When the parties separated, they were living in a house at 920 Fehr avenue, Louisville, Ky., which had been deeded to the wife, and which cost $2,300. After the divorce was granted, appellant brought this action, in which he alleged that he had furnished the money with which the house had been purchased, and he asked that he be given title to the property, or, if the court should decide that he was not entitled to all the property, he be given a lien on it for the amount of the purchase price paid by him, and that the property be sold *Page 111 to satisfy the lien. The chancellor dismissed his petition and he has appealed.

Prior to her marriage, appellee resided in Shelbyville, Ky., where she owned a house and lot. She sold this property in 1918 for $450, and purchased a house on Williams street in Louisville, Ky., for $600. This property was deeded to her. She paid $400 cash, and executed her note for $200 due one year after date, but which was paid six months before it was due. Appellant claimed that this note was paid out of his earnings, and that, in addition, he made repairs on the house to the amount of $150. On the other hand, appellee claims that, when she sold the Shelbyville property, there was due her $196 for rent, which was later collected, and this was applied on the $200 note executed by her for the Louisville property.
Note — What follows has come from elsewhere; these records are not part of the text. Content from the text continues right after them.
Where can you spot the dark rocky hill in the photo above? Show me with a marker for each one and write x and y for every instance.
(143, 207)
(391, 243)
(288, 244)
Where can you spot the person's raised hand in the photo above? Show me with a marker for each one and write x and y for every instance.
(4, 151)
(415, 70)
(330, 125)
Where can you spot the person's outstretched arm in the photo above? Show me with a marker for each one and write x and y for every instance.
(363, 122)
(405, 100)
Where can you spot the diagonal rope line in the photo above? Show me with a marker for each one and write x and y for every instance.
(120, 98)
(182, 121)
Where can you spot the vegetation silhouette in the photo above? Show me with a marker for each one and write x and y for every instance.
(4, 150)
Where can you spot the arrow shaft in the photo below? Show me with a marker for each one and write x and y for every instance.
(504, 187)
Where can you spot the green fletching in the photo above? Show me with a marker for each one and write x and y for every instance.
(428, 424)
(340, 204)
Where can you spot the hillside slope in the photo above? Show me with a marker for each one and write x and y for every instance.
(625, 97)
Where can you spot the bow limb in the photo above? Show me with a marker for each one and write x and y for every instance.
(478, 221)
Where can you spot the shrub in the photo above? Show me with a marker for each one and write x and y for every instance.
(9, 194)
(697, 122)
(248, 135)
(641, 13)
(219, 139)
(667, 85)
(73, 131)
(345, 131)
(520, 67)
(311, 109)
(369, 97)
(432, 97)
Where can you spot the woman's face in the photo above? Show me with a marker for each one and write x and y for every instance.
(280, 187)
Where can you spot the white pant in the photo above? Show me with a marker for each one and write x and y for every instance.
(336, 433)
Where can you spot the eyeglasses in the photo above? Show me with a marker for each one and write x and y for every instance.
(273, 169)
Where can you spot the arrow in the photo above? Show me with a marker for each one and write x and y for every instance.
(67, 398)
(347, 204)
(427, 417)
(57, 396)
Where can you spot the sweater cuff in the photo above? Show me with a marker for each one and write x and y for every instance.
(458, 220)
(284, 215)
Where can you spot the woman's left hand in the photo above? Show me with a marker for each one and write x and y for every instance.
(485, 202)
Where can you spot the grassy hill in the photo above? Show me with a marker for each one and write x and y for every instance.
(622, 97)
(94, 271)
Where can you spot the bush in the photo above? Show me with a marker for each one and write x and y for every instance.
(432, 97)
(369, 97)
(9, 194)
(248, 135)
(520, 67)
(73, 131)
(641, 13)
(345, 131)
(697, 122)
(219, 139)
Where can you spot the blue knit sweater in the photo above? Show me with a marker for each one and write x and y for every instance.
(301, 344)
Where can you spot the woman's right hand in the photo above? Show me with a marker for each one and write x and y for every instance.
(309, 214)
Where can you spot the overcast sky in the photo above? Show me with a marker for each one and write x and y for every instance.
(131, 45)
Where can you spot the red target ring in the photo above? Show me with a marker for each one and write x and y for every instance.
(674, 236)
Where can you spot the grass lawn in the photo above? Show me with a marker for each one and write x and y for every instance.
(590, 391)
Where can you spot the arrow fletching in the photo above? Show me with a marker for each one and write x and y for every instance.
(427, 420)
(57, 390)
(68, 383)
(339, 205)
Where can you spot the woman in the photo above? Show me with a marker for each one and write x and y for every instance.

During the next ten years, the parties bought and sold numerous pieces of property, the property bought in each instance being sold at a profit, and the title to the property purchased always being taken in the name of the wife. Appellant claims that he turned his earnings over to his wife, and that they were deposited in her name in the bank, and that these earnings were used in purchasing the respective pieces of property. During all of this time, however, he seldom earned more than $10 or $15 a week, and his earnings were never sufficient to afford more than a modest support for himself and wife.

The evidence shows that the appellee was a successful dealer in real estate, and that the property she now owns was purchased out of profits realized from her real estate transactions. She sold the Williams street property for $1,000, or a profit of $400, and purchased property at 313 Campbell street for $1,150. She paid $1,000 cash and executed three notes for $50 each. She sold this property for $1,400, and paid the three $50 notes out of the proceeds. She then purchased property at 515 Campbell street for $1,500. She paid $1,000 cash, and executed five notes for $100 each, and these notes were paid when the property was sold for $2,400. She then purchased property at 221 Campbell street for $2,600. She paid $2,000 in cash and executed six notes for $100 each, which were paid when the property was sold for $3, 500. While she owned the last two mentioned pieces of property, she rented rooms which netted her *Page 112 an income of approximately $20 a month for about two years. Out of the proceeds realized from the property located at 221 Campbell street she purchased the house and lot here in controversy, for which she paid $2,300.

This record discloses that appellee, though without education, is an intelligent and industrious woman, and through her business acumen has acquired the property here in controversy. No facts or circumstances are shown from which even an inference could be drawn that appellee contributed any of the purchase price.

All of the evidence supports the judgment of the chancellor, and it is accordingly affirmed.